Governo amplia prazo para exigência da nova identidade em programas sociais
A decisão busca garantir uma transição mais gradual, evitando que beneficiários sejam prejudicados
247 -O governo federal decidiu ampliar o prazo para a exigência da nova Carteira de Identidade Nacional (CIN) em programas sociais e fixou janeiro de 2027 como limite para beneficiários sem biometria regularizarem a situação, medida que impacta diretamente inscritos em iniciativas como o Bolsa Família e o Benefício de Prestação Continuada (BPC).
De acordo com o novo calendário, cidadãos que ainda não possuem dados biométricos registrados terão até janeiro de 2027 para emitir a CIN. Já aqueles que contam com biometria em bases públicas — como registros do Tribunal Superior Eleitoral (TSE), da Carteira Nacional de Habilitação (CNH) ou do passaporte — só precisarão apresentar o novo documento a partir de janeiro de 2028.
A mudança adia a obrigatoriedade que estava prevista para entrar em vigor nos próximos meses.
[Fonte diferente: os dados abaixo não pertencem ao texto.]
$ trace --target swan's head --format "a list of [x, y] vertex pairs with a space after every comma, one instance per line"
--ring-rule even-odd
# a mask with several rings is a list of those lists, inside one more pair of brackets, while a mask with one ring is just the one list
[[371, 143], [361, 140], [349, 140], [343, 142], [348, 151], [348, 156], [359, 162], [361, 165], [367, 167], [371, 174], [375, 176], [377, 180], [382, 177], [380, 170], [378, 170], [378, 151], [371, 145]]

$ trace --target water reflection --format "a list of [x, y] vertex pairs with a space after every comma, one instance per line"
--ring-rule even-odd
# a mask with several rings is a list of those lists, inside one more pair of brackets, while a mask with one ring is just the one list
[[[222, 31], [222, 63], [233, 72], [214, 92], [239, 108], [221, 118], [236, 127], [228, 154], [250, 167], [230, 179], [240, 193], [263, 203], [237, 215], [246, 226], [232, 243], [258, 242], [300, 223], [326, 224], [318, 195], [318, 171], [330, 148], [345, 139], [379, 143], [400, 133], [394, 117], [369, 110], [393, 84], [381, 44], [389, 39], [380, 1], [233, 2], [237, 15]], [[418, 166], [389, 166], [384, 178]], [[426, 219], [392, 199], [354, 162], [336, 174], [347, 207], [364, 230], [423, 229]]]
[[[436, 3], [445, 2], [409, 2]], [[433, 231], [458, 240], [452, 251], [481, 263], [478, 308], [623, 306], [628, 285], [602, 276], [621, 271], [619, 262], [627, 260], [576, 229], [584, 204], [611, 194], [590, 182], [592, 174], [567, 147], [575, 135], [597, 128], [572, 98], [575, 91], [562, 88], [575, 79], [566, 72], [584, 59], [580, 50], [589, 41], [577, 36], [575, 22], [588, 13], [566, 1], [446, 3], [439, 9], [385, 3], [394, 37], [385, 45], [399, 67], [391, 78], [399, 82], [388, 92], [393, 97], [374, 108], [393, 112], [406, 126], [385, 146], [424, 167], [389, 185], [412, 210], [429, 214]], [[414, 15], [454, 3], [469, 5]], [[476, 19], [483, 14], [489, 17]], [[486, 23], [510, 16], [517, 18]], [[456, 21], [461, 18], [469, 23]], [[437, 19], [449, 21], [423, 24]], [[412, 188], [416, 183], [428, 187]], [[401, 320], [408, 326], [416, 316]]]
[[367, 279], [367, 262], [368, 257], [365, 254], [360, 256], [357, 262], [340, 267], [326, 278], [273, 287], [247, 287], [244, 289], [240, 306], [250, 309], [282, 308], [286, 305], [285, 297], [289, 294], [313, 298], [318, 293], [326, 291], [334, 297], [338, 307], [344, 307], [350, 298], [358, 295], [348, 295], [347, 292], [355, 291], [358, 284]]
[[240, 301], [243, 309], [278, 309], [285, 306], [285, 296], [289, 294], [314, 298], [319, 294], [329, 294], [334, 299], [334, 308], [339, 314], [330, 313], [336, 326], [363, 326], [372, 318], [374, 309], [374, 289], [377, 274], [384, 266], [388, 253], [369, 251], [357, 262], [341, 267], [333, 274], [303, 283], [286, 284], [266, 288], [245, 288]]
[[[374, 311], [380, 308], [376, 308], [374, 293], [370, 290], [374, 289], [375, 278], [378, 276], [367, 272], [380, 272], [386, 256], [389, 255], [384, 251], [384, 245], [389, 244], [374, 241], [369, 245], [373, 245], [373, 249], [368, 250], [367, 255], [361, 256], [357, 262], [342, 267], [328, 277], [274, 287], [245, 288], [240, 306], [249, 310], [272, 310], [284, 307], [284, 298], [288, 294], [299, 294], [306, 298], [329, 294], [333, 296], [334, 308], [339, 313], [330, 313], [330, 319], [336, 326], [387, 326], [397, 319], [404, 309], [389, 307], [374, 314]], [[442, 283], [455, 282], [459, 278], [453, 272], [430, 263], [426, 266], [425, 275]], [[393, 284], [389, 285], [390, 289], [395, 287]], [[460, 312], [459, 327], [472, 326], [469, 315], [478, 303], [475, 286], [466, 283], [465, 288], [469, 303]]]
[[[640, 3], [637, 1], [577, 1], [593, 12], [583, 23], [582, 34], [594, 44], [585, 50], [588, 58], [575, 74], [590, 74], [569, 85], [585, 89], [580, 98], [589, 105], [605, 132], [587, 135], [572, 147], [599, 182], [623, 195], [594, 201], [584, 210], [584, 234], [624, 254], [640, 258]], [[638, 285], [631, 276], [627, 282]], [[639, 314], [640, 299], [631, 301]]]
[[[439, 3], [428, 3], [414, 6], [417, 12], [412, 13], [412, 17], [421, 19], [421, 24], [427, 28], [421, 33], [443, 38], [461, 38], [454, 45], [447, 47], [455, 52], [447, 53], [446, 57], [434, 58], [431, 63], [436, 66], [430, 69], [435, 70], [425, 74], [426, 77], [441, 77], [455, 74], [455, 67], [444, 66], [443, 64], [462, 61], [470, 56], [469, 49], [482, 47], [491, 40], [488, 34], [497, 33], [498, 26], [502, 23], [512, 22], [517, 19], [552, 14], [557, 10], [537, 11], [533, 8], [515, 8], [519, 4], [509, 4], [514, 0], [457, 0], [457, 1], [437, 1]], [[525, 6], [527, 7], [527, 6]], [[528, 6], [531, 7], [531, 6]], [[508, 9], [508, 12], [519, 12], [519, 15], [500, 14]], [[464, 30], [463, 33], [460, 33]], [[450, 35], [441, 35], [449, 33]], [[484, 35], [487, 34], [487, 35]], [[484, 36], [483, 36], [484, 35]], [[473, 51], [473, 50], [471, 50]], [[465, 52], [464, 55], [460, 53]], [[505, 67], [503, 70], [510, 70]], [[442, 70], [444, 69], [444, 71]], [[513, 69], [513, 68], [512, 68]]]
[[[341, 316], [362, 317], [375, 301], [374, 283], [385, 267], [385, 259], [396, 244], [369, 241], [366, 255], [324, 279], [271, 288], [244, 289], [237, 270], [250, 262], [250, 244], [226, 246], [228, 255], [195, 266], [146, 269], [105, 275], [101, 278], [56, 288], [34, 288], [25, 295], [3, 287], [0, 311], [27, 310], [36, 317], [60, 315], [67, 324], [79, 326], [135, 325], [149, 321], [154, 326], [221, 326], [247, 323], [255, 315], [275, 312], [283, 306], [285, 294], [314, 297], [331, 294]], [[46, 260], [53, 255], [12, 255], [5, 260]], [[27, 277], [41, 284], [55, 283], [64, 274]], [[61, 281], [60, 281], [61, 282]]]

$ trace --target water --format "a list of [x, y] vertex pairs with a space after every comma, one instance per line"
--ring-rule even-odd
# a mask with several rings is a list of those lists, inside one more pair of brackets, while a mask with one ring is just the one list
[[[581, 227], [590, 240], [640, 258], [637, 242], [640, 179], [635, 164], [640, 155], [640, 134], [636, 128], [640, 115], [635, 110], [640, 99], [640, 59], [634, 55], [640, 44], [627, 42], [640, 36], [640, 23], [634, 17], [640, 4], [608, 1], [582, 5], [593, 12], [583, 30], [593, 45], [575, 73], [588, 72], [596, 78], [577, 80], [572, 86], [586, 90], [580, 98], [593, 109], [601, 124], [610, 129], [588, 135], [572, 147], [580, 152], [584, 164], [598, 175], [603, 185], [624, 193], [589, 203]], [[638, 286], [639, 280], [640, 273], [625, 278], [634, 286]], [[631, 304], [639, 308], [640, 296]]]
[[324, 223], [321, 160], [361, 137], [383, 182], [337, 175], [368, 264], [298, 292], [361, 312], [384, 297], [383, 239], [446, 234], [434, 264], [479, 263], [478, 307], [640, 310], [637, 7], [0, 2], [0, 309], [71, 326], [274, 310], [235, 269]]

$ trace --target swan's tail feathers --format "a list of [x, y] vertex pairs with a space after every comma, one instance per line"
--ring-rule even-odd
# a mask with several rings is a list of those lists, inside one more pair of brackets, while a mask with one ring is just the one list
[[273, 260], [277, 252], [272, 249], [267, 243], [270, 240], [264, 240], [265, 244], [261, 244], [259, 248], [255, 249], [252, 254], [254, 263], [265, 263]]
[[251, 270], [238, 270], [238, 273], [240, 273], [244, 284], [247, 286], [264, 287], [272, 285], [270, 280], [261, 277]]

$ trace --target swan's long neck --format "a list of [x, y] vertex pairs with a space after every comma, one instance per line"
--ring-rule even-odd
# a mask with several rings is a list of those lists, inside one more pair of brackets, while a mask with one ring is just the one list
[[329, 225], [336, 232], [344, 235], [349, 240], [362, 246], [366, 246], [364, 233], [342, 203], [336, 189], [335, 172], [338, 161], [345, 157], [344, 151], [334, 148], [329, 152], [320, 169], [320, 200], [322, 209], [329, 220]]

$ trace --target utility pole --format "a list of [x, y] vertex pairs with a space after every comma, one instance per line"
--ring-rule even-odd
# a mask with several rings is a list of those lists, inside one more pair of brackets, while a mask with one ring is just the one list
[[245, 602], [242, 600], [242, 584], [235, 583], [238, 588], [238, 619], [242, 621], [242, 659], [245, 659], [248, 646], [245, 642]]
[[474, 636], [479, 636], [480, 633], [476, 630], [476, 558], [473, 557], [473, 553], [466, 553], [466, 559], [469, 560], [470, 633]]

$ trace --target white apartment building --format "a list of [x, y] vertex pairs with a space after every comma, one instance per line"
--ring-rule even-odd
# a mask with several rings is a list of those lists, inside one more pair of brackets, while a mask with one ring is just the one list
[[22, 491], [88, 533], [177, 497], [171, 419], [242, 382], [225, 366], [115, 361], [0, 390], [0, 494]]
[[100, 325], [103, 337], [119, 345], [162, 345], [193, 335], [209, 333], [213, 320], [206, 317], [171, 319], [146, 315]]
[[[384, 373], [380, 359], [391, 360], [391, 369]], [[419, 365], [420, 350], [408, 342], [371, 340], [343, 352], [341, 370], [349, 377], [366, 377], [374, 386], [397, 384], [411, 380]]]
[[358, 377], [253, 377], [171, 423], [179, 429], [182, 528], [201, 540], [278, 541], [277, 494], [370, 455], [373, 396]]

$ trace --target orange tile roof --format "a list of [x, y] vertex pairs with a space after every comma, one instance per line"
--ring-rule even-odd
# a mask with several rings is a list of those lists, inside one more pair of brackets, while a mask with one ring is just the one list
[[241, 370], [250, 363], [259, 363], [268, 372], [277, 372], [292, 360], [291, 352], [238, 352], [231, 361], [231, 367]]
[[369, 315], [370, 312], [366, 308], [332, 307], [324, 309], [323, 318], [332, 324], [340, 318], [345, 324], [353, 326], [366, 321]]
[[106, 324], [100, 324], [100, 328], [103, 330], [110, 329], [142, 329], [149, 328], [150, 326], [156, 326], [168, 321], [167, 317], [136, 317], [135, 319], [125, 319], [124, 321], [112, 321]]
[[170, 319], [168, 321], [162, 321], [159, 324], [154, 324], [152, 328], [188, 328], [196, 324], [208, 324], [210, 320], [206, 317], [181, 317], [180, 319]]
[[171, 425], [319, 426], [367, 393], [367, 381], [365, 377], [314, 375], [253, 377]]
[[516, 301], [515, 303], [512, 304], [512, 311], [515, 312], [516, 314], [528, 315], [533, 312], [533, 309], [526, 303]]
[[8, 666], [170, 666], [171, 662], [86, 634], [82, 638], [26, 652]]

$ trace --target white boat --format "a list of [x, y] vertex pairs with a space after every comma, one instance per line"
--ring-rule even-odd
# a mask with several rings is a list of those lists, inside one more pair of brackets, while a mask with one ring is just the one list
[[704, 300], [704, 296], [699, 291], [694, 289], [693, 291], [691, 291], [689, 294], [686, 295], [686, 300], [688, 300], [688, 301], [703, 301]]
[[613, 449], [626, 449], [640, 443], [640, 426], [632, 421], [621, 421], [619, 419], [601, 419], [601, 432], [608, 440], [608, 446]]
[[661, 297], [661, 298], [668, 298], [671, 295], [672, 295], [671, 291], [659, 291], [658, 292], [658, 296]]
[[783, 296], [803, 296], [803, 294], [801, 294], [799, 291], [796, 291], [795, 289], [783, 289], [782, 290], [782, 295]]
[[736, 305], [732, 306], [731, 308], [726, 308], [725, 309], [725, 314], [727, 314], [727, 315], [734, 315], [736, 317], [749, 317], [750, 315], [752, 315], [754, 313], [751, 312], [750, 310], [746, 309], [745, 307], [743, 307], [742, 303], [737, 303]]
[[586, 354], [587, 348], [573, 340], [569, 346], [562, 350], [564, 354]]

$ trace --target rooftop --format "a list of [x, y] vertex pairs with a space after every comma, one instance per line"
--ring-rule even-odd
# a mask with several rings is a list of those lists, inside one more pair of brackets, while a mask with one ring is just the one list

Segundo o governo, a decisão busca garantir uma transição mais gradual, evitando que beneficiários sejam prejudicados ou tenham dificuldades de acesso aos programas sociais durante a adaptação ao novo sistema.
A Carteira de Identidade Nacional passa a ser peça central na consolidação do cadastro biométrico no Brasil. A proposta é aumentar a segurança na concessão e manutenção de benefícios, reduzindo fraudes e pagamentos indevidos por meio do cruzamento de dados em diferentes bases públicas. O CPF será adotado como número único de identificação.
Ainda segundo o governo, a maioria da população já possui algum tipo de biometria registrada, o que deve facilitar a implementação do novo modelo. Para emitir a CIN, o cidadão precisa acessar o portal oficial, realizar o agendamento no estado onde reside e comparecer ao atendimento presencial para coleta biométrica, apresentando certidão de nascimento ou casamento.